Hi, this is a common question, you may want to review some of the existing library questions.
by design a ciphertext is encrypted data. so not sure what you want to look at.
A ciphertext is a C++ object. It can be serialized to a binary buffer or a json string using the Serialize method and both could be written directy to files using the method you pointed out. Both will be very, very large. Saving a ciphertext in a conventional data base may not be the best thing to do. Rather you may want to use a map with a <key, CT> pair. or a <key, CT file> pair, or save the filename in a database.

It all depends on your application.

Also remember that for the BGV,BFV,CKKS family of schemes, CT can most efficiently contain a vector of data, and all operations are done on the vector in a SIMD fashion, so that may affect your design as well.

Thank you very much for your reply.

Could you explain this in more depth? Does this mean that all libraries using BGV, BFV and CKKS will generate a long ciphertext?

I am new to homomorphic encryption and I would like to use it to encrypt data, store it in a database and then perform operations with it (addition, multiplication, etc) and in the future apply machine learning techniques on this encrypted data.

@dcousins sorry, I didn’t mention you

yes, while you can encrypt a single value, each of those schemes supports encrypting a vector. See @Caesar 's post Is there a limit to plaintext size? for a good discussion.

@dcousins I have read the post but it is not exactly what I would like to know.
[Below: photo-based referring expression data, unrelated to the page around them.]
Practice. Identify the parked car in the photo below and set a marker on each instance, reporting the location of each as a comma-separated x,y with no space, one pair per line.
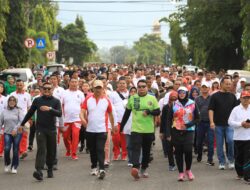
25,74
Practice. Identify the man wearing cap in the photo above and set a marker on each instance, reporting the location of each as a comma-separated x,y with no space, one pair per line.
10,85
203,129
241,125
96,110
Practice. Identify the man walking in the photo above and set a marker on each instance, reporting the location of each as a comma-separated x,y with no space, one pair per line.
48,108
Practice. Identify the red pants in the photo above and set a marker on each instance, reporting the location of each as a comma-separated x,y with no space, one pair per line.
119,141
24,143
2,145
71,137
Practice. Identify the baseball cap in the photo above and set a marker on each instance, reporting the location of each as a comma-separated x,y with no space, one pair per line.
183,88
245,94
98,83
205,84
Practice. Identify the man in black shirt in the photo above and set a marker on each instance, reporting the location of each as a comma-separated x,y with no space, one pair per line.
220,107
47,108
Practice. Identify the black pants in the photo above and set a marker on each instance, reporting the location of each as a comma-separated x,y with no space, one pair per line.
96,143
46,149
170,152
141,141
242,158
32,133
Like you said in your first answer:

CT can be serialized to a binary buffer or a json string using the Serialize method and both could be written directy to files using the method you pointed out. Both will be very, very large. Saving a ciphertext in a conventional data base may not be the best thing to do

A CT has a very large value and size so with a database with many CTs it will not be scalable as it would require a lot of storage space, right?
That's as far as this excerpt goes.